El “pienso luego existo” cartesiano fue destituido por una existencia sostenida desde la opinión sin fundamentos sólidos. Detengamos el aturdido ruido de palabras vacías, de frases comunes, de sabiondos y “manochantas”. Acotemos el valor que le damos a ciertos sujetos autorreferenciales que gozan de su momento de fama o poder para decir cualquier cosa en nombre de tal ciencia, o buscan implantar determinada idea para que la audiencia salga a replicar ese decir como si fuera una verdad absoluta. Hagamos camino al andar, como aconseja Machado, en vez de caminar como medicadas marionetas tras las huellas marcadas por seudoprofetas y pensadores de cuarta categoría. No evitemos profundizar, sumergirnos en la reflexión, en el estudio, en la búsqueda interior, en diálogos fecundos con seres competentes. El ser de estos días suela conformarse con poco, con pequeñas partículas de informaciones para salir a la vida presumiendo un saber que de este modo siempre será fragmentario y muchas veces equívoco.

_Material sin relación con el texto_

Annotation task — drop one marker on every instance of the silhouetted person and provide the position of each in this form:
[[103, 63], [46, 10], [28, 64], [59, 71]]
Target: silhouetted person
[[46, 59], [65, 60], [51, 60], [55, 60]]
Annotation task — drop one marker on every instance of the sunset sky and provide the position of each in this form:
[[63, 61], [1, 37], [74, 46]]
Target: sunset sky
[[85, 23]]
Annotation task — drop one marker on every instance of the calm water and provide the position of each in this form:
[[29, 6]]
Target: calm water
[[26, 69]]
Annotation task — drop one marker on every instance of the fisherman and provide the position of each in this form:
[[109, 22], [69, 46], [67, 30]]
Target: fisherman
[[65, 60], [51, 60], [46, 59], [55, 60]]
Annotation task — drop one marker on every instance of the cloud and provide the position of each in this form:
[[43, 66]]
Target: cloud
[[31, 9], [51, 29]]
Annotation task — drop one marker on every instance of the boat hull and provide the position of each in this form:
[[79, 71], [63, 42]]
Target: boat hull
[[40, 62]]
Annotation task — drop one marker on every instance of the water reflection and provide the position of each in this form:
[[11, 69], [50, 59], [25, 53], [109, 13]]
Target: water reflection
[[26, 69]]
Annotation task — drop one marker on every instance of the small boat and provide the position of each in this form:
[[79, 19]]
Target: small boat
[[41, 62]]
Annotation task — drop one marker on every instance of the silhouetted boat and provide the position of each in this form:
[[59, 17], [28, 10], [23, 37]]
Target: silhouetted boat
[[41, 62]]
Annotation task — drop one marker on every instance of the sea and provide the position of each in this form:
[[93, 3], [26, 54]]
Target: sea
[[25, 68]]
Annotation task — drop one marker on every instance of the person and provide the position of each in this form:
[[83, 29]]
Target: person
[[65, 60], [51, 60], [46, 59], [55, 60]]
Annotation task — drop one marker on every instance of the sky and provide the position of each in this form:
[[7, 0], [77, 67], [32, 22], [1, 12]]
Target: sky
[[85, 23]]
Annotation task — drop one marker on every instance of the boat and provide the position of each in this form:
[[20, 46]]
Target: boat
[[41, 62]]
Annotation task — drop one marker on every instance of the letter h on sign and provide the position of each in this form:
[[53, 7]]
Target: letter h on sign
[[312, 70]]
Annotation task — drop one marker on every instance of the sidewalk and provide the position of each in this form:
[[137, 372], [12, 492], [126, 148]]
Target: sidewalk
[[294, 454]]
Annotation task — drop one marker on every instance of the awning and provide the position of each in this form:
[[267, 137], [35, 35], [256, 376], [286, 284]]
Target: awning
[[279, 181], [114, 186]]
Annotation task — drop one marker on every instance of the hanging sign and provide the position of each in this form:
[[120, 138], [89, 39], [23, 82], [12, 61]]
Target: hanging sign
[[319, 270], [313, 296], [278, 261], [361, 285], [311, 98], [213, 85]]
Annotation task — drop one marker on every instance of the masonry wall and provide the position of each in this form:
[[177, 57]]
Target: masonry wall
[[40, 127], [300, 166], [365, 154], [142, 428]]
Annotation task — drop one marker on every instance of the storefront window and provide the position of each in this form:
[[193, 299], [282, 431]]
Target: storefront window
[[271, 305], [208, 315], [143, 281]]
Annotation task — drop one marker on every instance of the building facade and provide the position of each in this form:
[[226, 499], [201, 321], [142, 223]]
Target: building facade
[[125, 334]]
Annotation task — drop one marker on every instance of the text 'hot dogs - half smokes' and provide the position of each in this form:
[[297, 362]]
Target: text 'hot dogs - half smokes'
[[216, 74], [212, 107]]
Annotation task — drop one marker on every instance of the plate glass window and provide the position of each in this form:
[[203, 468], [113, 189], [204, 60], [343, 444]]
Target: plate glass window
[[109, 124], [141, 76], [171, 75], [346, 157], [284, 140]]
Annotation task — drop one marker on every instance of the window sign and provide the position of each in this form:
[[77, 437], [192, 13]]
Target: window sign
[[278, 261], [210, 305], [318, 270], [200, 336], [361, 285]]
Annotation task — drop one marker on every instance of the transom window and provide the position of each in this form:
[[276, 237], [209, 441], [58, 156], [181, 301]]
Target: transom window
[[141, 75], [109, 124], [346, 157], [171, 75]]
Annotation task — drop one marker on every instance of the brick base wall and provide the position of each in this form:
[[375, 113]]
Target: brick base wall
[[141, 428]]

Volvamos al hondo pensar, al placer de la formación, de las preguntas que se van ramificando y dando cada tanto el fruto de una respuesta. Desconfiemos de las imposiciones solapadas, de la imperiosa necesidad de instalar certezas y verdades absolutas. No tomemos una opinión por verdadera hasta que la hayamos confrontado y validado con otras fuentes. No creamos en todo lo que se dice, porque muchas veces el pescado que nos venden está podrido. Preguntémonos qué hay detrás de cada decir, de cada información. Quitémosle el traje almidonado a los discursos y veámoslo todo en su desnudes. Vayamos más por el camino de la pregunta que por los atajos de las respuestas cocinadas. Las grandes verdades, las ligadas al espíritu humano, a la vida y la muerte, la salud y la enfermedad, los sentimientos y las creencias, necesitan años de estudio, de interiorización, de experiencias que son intransferibles. Comprender la realidad, tanto como comprendernos, es un largo viaje entre obstáculos y contradicciones, de irreductibles confrontaciones, imposible de ser sintetizado por alguien que de pronto venga a imponernos sus certezas.